2. Size really does matter
58% of independent stores are smaller than 1,000 square feet. So it’s really important to remember that stores of this size need every inch of space and every product on their shelves to work hard. A one size fits all approach to convenience marketing won’t work.
3. Sales continue to rise
Total value sales in the convenience sector are currently valued at £39.1bn and they are set to rise to £40.1bn by the end of this year. Convenience is worth over one fifth of the total grocery market and remains an important growth engine. It should therefore be given the focus it deserves.
4. Investing for the future
Over the last year convenience stores have invested £814m in their businesses to improve the overall standard of their stores and ensure they meet shopper demands. The biggest area of investment has been refrigeration which suggests that stores are continuing to tap into the growing food to go occasion and demand for chilled. Internal building maintenance (30%), shelving (20%), till systems (13%) and in store lighting (13%) also saw significant cash injections to ensure their stores are fit for the future.
5. Tech and service savvy
Convenience stores of course need to be convenient, it’s in their name after all. So it’s not surprising that 80% now offer contactless payment and I am sure that number is rising daily. Parking (59%), free to use cash machines (46%) and parcel collection points (34%)
6. Big employer
Convenience stores provide almost 365,000 jobs in the UK. 35% of employees are the only income earner in their household. Many convenience stores continue to be run as a family business with 24% of stores only employing family members.
7. Youth and Experience
Convenience continues to be a hot-bed for entrepreneurial talent. For many store owners are graduates having entered convenience as a career choice. Indeed 70% started their business versus 30% who have inherited their business. Store owners represent a real mix of youth and experience – 27% are under the age of 40, whereas 28% have been in business for more than 25 years. Trade communications strategies therefore need to be tailored to appeal to these different audiences.

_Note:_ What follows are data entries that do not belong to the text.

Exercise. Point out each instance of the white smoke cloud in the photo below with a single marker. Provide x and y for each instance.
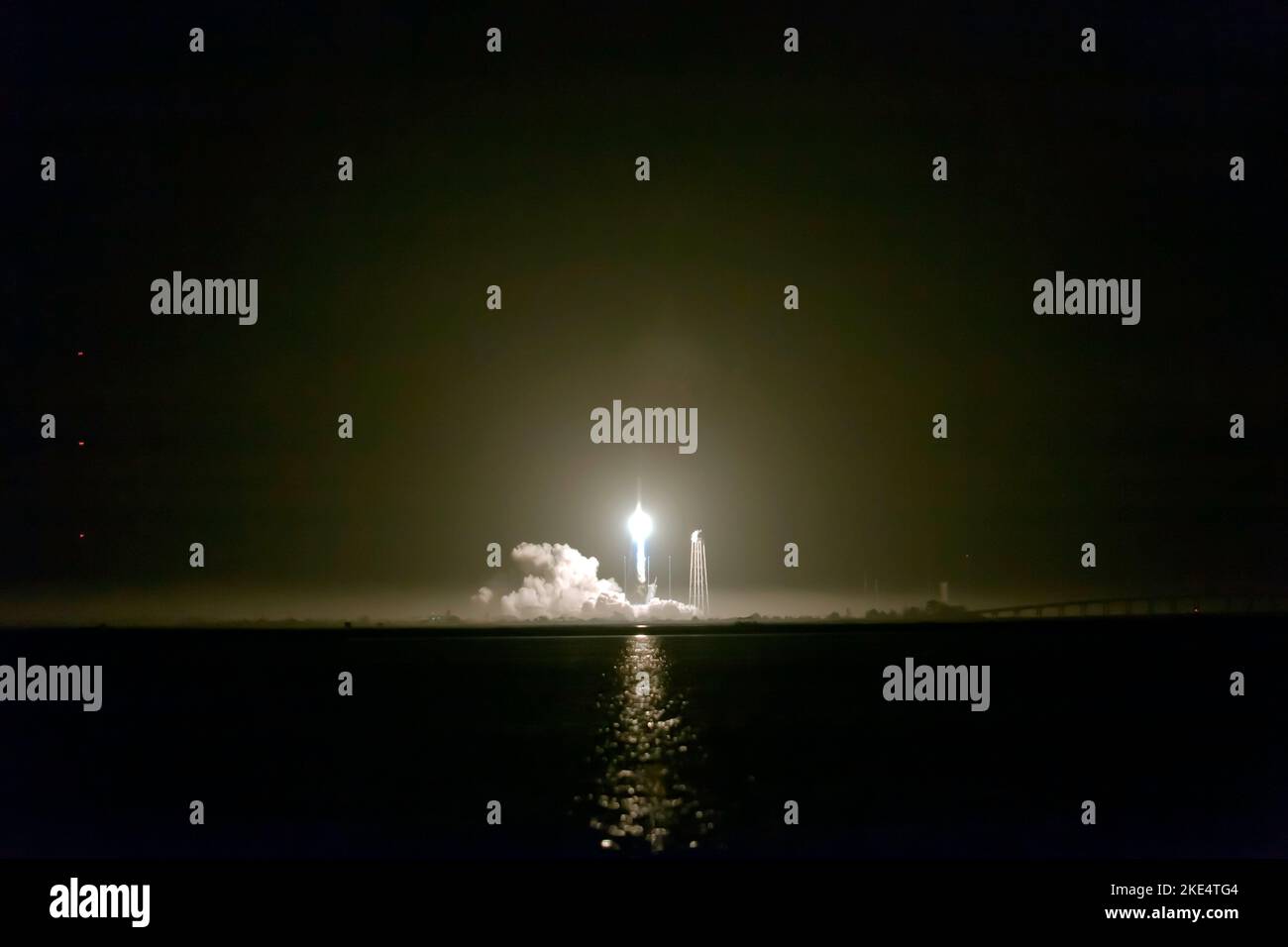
(561, 582)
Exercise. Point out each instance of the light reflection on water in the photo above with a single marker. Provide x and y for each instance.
(643, 801)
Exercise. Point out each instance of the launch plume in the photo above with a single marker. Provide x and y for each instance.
(561, 582)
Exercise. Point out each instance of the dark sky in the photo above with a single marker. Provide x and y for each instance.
(518, 169)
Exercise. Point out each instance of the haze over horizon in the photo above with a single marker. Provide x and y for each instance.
(473, 425)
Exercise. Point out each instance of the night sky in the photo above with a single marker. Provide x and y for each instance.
(518, 169)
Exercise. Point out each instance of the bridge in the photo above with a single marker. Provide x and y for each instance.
(1147, 604)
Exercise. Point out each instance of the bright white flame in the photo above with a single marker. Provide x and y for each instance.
(640, 526)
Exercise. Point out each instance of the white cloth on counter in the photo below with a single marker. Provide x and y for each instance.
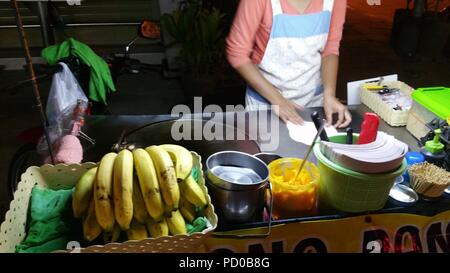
(305, 133)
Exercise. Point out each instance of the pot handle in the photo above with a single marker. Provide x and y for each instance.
(263, 235)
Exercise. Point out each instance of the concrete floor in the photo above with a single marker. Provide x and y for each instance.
(365, 53)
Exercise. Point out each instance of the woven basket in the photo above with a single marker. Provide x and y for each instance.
(12, 230)
(388, 114)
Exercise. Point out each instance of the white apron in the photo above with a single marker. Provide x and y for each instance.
(292, 60)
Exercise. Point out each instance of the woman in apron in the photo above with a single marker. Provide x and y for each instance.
(287, 51)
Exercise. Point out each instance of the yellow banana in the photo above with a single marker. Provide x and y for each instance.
(187, 210)
(148, 180)
(176, 223)
(83, 193)
(103, 196)
(137, 231)
(158, 229)
(166, 176)
(91, 228)
(192, 191)
(182, 159)
(123, 189)
(139, 211)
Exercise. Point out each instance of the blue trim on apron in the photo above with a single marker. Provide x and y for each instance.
(311, 25)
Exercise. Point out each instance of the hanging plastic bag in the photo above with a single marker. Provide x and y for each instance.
(64, 98)
(64, 95)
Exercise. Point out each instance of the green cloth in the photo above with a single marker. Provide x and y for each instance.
(49, 225)
(198, 225)
(101, 82)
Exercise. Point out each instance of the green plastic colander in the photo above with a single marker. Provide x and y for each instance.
(351, 191)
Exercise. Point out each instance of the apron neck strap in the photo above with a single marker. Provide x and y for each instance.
(276, 7)
(328, 5)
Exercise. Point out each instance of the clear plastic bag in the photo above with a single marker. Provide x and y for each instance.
(64, 95)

8. Positively impacting the local area
Convenience stores and post offices continue to be ranked as the two most important stores that make an important impact on the local area. Which goes to highlight just how essential and relied upon they are by shoppers in the local community. Stores certainly do recognise the role they have in their communities with 81% of independent retailers engaging in some form of community activity in the last year.
9. Shopping little and often
The average shopper visits their local store 3.4 times per week. Spending on average £6.50 per trip. This reflects the trend to using convenience stores for top-up shopping and meal occasion missions. The majority of shoppers walk (59%) with 39% choosing the car.
10. X marks the spot
Customers in the age group 35-54 also known as Gen X make up the highest concentration of convenience store shoppers. They visit on average 3.3 times per week and spend the most on average – £7.39. Their biggest mission is top-up (planned) reflecting their busy lifestyles and need to shop little and often.
Baby Boomers (29%), Millennials (17%), Gen Z (13%) and Silent Generation (8%) show that people are shopping in convenience stores across the board and knowing your shoppers and giving them the right products and services to meet their needs is essential.